Gabriel Hardman is nothing if not consistent with his storytelling. The pacing in this issue, despite the rise in the stakes and suspense, is as steady as it was from the beginning. The events contained within this rest stop are small yet significant. Joe is now without Frank or Kinski, and has no vehicle with which to catch up with either of them. I also appreciate how much action he manages to convey through images alone; Kinski is a very cinematic comic book.

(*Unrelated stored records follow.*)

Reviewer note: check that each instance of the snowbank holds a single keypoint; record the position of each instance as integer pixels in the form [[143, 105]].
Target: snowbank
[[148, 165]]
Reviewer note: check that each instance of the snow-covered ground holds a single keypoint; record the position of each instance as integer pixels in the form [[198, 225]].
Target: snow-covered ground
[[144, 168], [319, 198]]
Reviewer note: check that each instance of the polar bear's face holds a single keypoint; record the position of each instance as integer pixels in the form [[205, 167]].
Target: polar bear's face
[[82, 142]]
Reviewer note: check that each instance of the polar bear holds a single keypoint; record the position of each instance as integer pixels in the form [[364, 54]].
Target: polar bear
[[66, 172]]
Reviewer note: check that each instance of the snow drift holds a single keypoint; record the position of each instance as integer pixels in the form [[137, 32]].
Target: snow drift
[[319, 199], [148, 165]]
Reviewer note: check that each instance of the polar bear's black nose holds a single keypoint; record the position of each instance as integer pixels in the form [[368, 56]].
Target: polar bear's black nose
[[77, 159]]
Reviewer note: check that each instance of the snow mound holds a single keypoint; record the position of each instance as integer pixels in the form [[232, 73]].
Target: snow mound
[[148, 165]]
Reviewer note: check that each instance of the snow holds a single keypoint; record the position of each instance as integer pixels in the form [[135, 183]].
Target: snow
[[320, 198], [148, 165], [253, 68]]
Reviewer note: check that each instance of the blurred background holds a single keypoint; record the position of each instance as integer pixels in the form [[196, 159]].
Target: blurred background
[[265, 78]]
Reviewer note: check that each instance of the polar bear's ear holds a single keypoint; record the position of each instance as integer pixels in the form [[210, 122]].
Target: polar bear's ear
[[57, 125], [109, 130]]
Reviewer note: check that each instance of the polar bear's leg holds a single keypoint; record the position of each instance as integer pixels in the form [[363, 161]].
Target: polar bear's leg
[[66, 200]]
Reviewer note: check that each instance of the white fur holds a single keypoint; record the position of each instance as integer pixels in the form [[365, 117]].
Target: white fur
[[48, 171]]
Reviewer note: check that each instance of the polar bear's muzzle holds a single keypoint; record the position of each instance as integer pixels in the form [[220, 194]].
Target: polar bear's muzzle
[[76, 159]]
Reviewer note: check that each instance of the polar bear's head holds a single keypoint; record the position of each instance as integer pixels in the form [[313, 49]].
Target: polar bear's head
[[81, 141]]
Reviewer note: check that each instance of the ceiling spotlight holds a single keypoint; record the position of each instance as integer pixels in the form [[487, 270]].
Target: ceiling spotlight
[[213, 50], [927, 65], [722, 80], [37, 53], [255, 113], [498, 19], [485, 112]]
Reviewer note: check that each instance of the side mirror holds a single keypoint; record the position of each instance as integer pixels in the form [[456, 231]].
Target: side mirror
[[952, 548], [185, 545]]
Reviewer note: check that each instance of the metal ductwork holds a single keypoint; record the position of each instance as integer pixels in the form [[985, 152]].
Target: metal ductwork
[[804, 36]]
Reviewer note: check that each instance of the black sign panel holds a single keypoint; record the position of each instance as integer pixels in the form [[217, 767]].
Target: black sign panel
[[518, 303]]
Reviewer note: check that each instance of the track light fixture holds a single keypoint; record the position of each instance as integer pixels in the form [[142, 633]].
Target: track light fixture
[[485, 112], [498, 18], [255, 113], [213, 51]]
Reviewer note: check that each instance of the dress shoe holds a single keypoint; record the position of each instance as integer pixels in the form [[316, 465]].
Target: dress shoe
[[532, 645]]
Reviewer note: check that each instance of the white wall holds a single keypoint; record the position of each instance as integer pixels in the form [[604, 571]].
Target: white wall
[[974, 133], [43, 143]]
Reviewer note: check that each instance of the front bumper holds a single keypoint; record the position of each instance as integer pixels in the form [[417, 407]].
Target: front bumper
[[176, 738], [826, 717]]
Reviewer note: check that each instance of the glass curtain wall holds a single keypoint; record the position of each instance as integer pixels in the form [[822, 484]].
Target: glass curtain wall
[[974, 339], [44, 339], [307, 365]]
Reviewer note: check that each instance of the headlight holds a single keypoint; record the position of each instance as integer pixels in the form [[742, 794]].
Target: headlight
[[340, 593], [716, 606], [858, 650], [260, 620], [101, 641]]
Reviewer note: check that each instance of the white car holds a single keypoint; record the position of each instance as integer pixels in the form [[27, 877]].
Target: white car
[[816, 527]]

Hardman is the sole creator of Kinski—so yes, he draws it too. I’m a huge fan of the artwork. At first glance, being black and white, it gives the appearance of a rough sketch. Take a closer look, however, and the level of detail is impeccable. The majority of the detail goes into the people, so even from afar, you’re never mistaking one character for another. As I already pointed out, the dialogue is minimal. Therefore a good portion of the story is told through action alone. Kinski is a good old-fashioned comic book, and if you’re an aspiring cartoonist, you could learn a hell of a lot from Hardman’s narrative techniques and the ways he’s able to move the story forward without any words at all.
So as usual, Kinski is on point. The next issue will have to answer a lot of questions. How much farther will Joe go to acquire Kinski? Will he try to steal him again? I don’t usually like to make predictions, but seeing as that dog is the title character, and Joe appears to no longer be bogged down by the shackles of employment, I expect he will pursue Kinski with more ferocity than ever.